Arda touched her fingers to the pistols on her hips. Her hat lay on her back, held by its leather thong across her neck. The duster was still locked up above in the camel’s saddlebags. Anuit briefly noted and appreciated, in a somewhat fleeting yet distracting thought, how the black leather armor hugged Arda’s form.
“I have no weapons, nor knowledge of their use,” Oriand stated. She turned to Kaldor. “You’ve forbidden me the only power I once had.”
“I’m sorry,” Kaldor said. “It is imperative. Stay close.”
“It is not pleasant for me to be at the mercy of a man’s power,” she replied as she moved closer to the wizard.

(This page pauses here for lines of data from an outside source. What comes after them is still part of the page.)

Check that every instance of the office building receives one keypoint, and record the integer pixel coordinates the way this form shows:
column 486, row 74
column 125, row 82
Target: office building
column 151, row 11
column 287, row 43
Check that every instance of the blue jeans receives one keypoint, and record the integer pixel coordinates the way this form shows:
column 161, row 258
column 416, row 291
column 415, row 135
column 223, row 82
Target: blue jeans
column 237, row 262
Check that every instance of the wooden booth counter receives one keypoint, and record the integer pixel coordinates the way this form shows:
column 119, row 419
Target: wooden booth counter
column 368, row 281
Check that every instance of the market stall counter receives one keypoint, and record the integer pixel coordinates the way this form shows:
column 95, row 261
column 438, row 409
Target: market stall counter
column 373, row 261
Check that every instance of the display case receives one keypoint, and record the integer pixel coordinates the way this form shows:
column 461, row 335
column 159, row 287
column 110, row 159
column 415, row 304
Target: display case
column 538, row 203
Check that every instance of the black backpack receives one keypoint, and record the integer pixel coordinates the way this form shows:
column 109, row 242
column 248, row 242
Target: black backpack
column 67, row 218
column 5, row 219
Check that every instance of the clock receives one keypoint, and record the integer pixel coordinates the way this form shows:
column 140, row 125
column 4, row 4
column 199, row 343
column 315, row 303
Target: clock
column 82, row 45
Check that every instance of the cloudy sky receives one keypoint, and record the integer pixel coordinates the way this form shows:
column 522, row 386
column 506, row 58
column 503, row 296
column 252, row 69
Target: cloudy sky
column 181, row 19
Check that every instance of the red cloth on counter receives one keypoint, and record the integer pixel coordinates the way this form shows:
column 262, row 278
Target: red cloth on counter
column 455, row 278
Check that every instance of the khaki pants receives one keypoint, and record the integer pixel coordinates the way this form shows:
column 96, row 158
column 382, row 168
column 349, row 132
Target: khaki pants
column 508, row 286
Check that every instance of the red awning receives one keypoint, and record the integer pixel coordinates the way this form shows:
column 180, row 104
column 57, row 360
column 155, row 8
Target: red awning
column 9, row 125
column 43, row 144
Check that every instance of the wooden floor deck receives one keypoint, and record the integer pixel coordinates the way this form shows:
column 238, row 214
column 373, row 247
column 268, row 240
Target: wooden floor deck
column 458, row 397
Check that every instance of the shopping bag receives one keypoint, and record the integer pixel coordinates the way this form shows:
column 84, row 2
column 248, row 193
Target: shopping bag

“We are neither men nor women here,” the wizard responded. “We are simply companions in the search for truth. Come. Let’s continue.”
They walked through the tube and passed the openings of many side passages, but nothing intruded to challenge their way— other than the stench assaulting their noses. The tube took them several miles before the passage came to an end. A round metal door hatch lay sealed in front of them. Anuit thought it would pose a problem until Kaldor stepped forward and laid his hand on it. The door responded to his touch and rolled out of the way, sliding down inside the floor.
The entryway opened into a large spherical room. Its walls were constructed of interlocking metal plates of various shapes. Anuit suspected that they too would move if some mechanism were tripped. Soft garnets glowed, spilling red light throughout the chamber, at nodes and junctions amid the carved patterns.
The three women stood in the entryway. Anuit’s suspicions proved correct as soon as Kaldor stepped inside. The spherical walls whirled and twisted, creating a low hum as they moved. She caught glimpses of intricate gear-work behind the panels as the room reconfigured itself. A narrow dais of thick disks extended in the center of the room, raising up a jewel encrusted egg, four feet in height. It glittered in the blood red light, its own sapphires turned purple in the ambient hue from the wall’s garnets.
“Athra’s Jewel,” K
aldor said. The wizard took a step forward.
“Wait!” Anuit warned. She heard slithering in the darkness. The red light prevented her from reaching out with her senses to feel the shadow, but nevertheless, something was there.
From behind them, a javelin flew and hit Arda in the back, knocking the paladin to the ground.
“Arda!” Anuit shouted. She turned.
Four troglodytes crept through the tunnels towards them. They had leathery skin and reptilian heads. Their iron-thick jaws were toothed and as powerful as snapping turtles’, and their tiny eyes shown with crocodilian malevolence. They had long, thick tails, ridged like an alligator’s. They wore little armor, trusting to their leathery hides, but they grasped shields and small one-handed weapons that ranged from short swords to flails. Their armor, shields, and weapons were a strange color, not made of metal, but looked as if they were grown and hewed from the chitin of a large, iridescent beetle.
They rushed forward, faster than lizardmen, and then they were amid the companions.
“Into the chamber!” Kaldor shouted. His wand flared to life, and a troglodyte crumbled at Oriand’s feet. “No prayers!” he shouted at her as she ran into the spherical room. “To the egg!”
Arda struggled to her feet. The spear had not pierced her armor—Anuit silently thanked whoever designed such wondrous material—but she was stunned. Arda shook her head back and forth in a daze as she struggled to recover her senses.
Three troglodytes were suddenly on the paladin, as if drawn to her weakness.
“No!” Anuit shouted again. She opened herself up to the darkness, not even bothering to summon her demons.
She tapped into the dead souls of the caves—maybe these were troglodyte souls or the remnants of prior adventurers foolish enough to try to penetrate Valkrage’s Vault—and drew in dark energy. Shadows surged in from the seams in the spherical wall, penetrating the red glow. Her hands erupted with claws, and leathery skin covered her arms in demonic sleeves. She leaped forward, at the same time sending a surge of solid shadow to knock the three troglodytes away. Her mouth opened impossibly wide, lined with endless rows of teeth, and she bit and tore open the throat of one of the creatures.